Arrêtés pour meurtre et emprisonnés à Thiruvananthapuram, dans l'État du Kerala, les soldats sont autorisés à rentrer en Italie le 23 février dernier par la Cour suprême indienne pour voter aux législatives, l’Italie n'autorisant par le vote par voie postale. Mais les soldats ne sont finalement jamais rentrés en Inde. Si Rome reconnaît la responsabilité des militaires, elle estime néanmoins que leur cas ne relève pas de la justice indienne puisque les faits se sont produits dans les eaux internationales.

Le Premier ministre indien accuse Rome de violer "toutes les règles de la diplomatie" et a prévenu "qu'il y aurait des conséquences sur les relations italo-indiennes" si les deux hommes n'étaient pas renvoyés en Inde.

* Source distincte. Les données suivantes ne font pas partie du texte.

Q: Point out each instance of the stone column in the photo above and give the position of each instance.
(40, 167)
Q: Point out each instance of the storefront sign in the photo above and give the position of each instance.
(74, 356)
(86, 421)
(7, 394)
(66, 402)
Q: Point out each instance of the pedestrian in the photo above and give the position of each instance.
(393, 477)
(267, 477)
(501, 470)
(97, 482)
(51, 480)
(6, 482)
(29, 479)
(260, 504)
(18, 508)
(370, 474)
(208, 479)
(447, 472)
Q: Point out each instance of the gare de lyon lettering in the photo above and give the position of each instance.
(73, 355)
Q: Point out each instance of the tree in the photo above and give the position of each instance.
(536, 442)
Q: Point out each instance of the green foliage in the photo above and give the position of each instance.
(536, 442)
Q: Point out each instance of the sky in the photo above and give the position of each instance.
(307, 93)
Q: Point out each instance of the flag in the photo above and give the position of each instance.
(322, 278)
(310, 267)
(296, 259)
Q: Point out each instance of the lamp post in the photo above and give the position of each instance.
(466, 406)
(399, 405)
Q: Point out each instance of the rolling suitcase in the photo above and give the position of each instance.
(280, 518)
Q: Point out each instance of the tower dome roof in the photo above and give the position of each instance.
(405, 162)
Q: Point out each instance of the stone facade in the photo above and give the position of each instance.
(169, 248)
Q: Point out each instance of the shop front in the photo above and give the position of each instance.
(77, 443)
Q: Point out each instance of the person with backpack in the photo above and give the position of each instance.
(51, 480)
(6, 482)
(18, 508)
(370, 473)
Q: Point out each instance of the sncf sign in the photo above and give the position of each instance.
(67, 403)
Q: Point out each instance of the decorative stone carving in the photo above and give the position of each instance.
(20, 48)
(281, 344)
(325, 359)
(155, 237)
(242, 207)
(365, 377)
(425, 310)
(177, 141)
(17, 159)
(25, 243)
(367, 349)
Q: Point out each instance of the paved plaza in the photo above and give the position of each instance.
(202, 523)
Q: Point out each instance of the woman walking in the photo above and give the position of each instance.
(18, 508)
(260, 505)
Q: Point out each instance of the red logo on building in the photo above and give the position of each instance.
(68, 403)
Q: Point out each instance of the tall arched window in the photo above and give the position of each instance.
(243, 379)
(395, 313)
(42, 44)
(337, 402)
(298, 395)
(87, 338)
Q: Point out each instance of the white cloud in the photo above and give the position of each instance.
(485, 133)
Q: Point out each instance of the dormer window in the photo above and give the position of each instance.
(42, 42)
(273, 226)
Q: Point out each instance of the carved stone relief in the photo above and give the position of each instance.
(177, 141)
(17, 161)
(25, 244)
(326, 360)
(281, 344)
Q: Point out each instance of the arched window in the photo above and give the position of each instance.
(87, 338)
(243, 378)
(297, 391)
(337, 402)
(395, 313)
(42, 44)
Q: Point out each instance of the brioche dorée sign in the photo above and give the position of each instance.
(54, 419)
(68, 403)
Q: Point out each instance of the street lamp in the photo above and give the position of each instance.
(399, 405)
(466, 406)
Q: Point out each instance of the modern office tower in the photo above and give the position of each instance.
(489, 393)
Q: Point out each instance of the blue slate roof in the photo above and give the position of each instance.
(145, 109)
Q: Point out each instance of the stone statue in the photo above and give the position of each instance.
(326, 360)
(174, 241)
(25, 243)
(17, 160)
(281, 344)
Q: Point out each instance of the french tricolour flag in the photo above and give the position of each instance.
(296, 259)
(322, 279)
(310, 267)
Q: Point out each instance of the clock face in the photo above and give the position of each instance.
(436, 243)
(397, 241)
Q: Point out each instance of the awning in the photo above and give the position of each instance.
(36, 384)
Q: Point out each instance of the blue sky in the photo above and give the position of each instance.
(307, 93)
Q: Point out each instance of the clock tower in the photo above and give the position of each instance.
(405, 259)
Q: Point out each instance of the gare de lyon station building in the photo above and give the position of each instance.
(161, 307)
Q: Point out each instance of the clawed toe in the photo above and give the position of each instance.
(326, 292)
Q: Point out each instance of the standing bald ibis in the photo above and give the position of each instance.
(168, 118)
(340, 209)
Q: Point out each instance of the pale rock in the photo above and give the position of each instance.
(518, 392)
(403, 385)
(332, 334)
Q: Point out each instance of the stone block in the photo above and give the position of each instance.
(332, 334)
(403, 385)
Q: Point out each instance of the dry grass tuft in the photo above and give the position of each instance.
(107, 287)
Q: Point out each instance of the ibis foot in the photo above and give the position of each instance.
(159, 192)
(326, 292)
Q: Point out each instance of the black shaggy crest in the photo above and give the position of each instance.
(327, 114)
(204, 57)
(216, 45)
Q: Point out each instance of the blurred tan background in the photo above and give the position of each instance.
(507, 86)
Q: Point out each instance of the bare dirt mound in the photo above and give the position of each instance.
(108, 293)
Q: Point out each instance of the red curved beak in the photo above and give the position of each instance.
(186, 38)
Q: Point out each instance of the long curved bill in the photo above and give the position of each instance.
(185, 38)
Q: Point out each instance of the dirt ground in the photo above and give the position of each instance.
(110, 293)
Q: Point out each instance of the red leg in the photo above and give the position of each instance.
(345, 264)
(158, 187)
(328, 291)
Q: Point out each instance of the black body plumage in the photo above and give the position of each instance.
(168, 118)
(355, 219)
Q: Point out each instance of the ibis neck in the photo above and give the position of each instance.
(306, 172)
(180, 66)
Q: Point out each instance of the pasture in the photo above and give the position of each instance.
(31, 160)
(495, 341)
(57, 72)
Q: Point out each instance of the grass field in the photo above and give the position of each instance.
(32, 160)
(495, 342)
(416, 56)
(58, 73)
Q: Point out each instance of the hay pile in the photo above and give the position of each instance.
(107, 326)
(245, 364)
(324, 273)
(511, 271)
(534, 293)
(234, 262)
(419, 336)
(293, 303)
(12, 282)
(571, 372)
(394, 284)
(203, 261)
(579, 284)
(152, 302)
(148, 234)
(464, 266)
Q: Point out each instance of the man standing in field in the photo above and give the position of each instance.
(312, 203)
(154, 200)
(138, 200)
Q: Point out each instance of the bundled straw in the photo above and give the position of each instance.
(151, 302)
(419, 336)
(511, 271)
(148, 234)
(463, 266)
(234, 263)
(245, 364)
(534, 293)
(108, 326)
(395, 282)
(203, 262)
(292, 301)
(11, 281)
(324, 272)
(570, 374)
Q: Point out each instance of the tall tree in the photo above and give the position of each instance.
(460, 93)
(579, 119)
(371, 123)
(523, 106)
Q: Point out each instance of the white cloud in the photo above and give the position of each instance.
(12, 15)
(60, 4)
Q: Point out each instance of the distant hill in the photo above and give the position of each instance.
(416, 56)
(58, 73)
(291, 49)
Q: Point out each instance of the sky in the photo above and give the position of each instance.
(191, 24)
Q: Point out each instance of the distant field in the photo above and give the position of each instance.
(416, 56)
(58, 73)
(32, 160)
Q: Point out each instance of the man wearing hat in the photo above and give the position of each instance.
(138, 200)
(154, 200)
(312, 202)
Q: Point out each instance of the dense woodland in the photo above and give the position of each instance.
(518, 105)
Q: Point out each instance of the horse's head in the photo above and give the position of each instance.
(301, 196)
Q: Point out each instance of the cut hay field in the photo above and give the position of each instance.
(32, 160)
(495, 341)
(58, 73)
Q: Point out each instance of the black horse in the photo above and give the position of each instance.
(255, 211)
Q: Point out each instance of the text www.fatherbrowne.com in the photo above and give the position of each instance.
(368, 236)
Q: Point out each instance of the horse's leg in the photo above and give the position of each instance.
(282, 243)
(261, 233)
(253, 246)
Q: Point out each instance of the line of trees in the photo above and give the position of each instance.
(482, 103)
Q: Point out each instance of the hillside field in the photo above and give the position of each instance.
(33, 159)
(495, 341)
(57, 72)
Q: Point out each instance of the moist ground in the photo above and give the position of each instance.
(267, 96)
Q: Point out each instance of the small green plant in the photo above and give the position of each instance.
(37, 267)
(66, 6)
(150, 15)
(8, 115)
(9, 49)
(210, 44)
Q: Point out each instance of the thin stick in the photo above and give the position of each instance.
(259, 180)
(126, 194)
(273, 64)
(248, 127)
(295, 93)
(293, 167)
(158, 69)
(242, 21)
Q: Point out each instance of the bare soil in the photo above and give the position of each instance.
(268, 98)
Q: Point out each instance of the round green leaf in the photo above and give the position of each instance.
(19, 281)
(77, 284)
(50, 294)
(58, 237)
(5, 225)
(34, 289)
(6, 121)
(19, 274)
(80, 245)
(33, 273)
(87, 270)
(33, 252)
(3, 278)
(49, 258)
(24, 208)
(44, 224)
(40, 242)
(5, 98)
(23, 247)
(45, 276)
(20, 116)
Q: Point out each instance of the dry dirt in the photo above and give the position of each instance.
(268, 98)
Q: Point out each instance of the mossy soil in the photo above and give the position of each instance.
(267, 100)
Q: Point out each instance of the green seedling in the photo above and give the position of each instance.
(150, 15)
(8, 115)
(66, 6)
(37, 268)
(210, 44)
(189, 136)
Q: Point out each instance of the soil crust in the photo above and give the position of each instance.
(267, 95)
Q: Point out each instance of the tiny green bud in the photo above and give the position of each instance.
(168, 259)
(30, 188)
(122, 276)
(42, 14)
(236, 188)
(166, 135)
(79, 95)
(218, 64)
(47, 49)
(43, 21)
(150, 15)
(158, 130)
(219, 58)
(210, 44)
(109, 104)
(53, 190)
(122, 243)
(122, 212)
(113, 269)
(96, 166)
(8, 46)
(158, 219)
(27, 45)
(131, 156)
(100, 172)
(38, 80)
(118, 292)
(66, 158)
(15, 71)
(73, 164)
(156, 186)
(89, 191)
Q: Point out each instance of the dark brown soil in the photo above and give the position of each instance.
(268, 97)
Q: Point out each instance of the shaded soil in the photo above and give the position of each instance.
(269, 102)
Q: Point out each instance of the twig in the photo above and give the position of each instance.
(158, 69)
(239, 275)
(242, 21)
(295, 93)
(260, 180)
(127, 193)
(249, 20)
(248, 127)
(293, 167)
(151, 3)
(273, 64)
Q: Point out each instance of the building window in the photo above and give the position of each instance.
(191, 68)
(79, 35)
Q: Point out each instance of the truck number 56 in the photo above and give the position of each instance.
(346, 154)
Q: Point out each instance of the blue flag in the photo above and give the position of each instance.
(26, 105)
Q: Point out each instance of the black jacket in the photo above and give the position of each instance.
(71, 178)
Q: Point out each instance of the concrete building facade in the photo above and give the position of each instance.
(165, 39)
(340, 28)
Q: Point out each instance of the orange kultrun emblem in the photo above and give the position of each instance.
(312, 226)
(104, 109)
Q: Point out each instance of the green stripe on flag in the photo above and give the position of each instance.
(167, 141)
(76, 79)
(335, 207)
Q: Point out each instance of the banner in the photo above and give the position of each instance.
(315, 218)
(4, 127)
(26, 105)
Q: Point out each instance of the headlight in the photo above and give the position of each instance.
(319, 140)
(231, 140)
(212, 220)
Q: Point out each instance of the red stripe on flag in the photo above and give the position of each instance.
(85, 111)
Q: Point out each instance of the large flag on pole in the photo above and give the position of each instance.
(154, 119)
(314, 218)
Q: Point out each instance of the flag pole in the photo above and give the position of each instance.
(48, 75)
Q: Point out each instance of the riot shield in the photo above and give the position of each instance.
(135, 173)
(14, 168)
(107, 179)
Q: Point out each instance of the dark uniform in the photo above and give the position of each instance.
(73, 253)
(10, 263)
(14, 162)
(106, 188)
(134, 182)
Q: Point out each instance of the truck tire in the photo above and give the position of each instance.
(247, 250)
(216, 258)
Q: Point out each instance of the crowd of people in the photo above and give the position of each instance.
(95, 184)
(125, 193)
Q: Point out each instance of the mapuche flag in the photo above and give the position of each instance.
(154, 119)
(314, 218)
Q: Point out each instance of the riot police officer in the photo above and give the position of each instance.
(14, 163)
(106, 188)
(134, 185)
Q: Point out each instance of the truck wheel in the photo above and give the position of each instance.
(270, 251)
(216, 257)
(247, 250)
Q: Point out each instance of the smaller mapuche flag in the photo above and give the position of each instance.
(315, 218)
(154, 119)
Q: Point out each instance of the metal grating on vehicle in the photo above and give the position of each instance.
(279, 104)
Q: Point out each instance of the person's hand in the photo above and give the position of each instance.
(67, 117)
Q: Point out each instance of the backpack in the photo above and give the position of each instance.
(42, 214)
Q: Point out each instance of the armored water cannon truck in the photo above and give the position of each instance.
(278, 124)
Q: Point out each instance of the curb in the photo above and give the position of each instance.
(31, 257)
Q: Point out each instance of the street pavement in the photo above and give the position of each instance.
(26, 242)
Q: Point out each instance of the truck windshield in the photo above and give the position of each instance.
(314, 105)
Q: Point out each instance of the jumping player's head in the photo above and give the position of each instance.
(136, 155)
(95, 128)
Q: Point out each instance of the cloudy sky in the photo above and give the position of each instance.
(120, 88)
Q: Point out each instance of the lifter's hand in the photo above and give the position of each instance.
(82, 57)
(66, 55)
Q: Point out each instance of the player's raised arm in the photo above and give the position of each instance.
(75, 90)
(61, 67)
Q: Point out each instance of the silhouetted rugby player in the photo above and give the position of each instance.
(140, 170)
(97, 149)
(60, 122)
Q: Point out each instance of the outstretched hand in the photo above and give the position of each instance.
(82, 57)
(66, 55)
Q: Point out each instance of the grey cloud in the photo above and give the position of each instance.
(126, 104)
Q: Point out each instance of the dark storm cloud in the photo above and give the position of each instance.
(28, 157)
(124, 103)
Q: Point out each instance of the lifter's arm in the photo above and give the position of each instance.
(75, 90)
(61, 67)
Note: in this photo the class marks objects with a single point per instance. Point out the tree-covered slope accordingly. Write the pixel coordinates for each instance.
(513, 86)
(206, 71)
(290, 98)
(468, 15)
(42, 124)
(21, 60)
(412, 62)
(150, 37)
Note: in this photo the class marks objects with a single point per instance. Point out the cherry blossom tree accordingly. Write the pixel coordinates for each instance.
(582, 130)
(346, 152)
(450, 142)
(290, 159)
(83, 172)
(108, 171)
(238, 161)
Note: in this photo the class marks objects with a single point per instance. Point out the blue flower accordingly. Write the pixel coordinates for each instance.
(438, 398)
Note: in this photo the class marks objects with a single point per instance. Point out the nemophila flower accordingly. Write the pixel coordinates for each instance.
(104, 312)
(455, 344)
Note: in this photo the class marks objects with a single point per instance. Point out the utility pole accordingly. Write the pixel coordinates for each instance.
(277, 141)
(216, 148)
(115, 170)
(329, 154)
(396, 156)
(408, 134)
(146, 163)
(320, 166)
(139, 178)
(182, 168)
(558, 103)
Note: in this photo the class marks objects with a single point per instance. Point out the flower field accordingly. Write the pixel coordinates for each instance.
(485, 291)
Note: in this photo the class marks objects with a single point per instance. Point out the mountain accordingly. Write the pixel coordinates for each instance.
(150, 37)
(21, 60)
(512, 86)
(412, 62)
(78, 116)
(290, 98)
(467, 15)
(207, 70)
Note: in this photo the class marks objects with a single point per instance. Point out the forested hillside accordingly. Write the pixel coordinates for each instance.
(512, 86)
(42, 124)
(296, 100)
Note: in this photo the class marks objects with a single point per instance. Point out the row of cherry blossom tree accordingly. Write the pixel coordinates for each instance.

"L’Inde a été d’une naïveté coupable"

Bien décidée à ne pas laisser filer l’ambassadeur italien, la Cour suprême indienne, la plus haute juridiction du pays, a rendu jeudi 14 mars une décision interdisant à l’ambassadeur italien, Daniele Mancini, de quitter sans autorisation le territoire d'ici lundi 18 mars, date de la prochaine audience sur cette affaire.

Une décision qui va à l’encontre des normes diplomatiques qui garantissent la liberté de mouvement des ambassadeurs étrangers. Selon l'article 29 de la convention de Vienne, les diplomates ne doivent pas "être astreints à toute forme d'arrestation ou de détention".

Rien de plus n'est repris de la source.